Les manifestations continuent alors que j’écris ces lignes. L’armée adoptera sans doute une attitude répressive si la violence vient. Et elle viendra, je pense. Il y aura des morts. 

Il n’y aura donc pas de démocratisation ? Je crains que non, il n’y en ait pas beaucoup en ces conditions.

Il aurait pu y en avoir si Obama avait contribué à gérer la situation de manière humble, discrète, et pas en donnant l’impression de vouloir jeter un allié fidèle des Etats-Unis, un homme qui, quels que soient ses défauts, a préservé la paix avec Israël et a combattu l’islamisme, comme une serpillière usagée. Obama a cru que l’armée égyptienne plierait à la façon de l’armée tunisienne, que Moubarak serait un deuxième Ben Ali, et qu’en faisant basculer l’Egypte dans un chaos propice à l’islamisme, il allait réussir un coup extraordinaire. Il n’a fait que se montrer comme un « organisateur de communautés » qui a dépassé son seuil de compétence, comme un calculateur cynique qui se trompe dans ses calculs, et comme quelqu’un qui sait attiser les flammes, mais pas du tout les éteindre. 

Si Obama n’avait pas encouragé les manifestants, les manifestations auraient cessé depuis longtemps. Il portera une très lourde responsabilité dans ce qui va se passer. Plutôt que la construction patiente de ce qui aurait pu aboutir à une démocratisation, il a choisi l’insurrection et les Frères Musulmans : il portera une lourde responsabilité aussi dans la non démocratisation, désormais probable. 

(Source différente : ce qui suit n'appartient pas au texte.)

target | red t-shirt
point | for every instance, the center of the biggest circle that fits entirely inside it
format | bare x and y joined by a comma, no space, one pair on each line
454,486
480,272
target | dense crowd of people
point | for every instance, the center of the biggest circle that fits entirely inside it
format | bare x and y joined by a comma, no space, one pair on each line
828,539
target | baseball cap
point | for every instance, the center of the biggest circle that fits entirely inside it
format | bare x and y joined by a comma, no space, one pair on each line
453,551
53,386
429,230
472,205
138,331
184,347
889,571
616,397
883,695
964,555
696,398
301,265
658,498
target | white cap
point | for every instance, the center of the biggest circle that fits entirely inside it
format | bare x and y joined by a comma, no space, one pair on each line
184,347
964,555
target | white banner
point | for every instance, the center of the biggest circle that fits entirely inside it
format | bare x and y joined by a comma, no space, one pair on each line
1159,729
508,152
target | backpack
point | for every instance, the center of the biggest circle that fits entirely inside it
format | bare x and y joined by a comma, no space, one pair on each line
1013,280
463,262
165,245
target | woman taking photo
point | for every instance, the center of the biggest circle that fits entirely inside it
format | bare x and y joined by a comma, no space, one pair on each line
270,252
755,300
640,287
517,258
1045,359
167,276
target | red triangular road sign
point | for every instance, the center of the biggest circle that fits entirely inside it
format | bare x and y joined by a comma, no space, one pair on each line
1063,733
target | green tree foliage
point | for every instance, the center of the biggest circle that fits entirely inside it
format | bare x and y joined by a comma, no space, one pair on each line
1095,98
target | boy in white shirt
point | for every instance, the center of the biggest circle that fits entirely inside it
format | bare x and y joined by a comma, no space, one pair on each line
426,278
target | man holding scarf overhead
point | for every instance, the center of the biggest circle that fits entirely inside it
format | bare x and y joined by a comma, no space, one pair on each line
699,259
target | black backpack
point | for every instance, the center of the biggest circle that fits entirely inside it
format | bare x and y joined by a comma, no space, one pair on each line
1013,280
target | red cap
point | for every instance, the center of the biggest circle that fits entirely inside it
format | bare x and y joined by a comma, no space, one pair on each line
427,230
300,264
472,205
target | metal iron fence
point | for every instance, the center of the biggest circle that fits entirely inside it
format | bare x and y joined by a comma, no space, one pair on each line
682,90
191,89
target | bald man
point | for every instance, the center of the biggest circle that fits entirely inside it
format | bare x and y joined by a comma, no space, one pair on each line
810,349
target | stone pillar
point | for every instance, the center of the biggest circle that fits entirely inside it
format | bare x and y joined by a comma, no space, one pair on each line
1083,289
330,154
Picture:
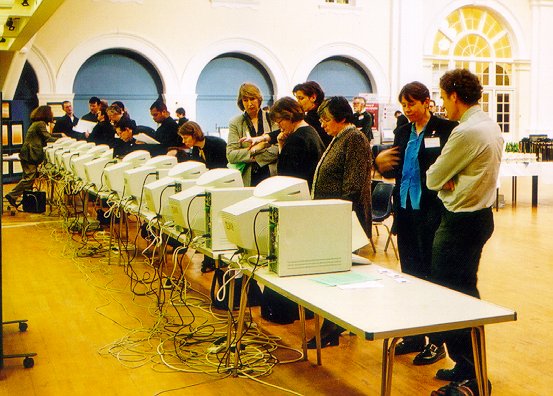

Comme l’a écrit Barry Rubin , Hosni Moubarak a montré qu’il était un guerrier, pas un collégien gauchiste attardé. Le collégien gauchiste attardé lui, a montré qu’il n’était pas un guerrier. A ce stade : Moubarak un – Obama zéro. La suite sera en train de se jouer quand vous lirez ces lignes. Elle risque d’être tragique.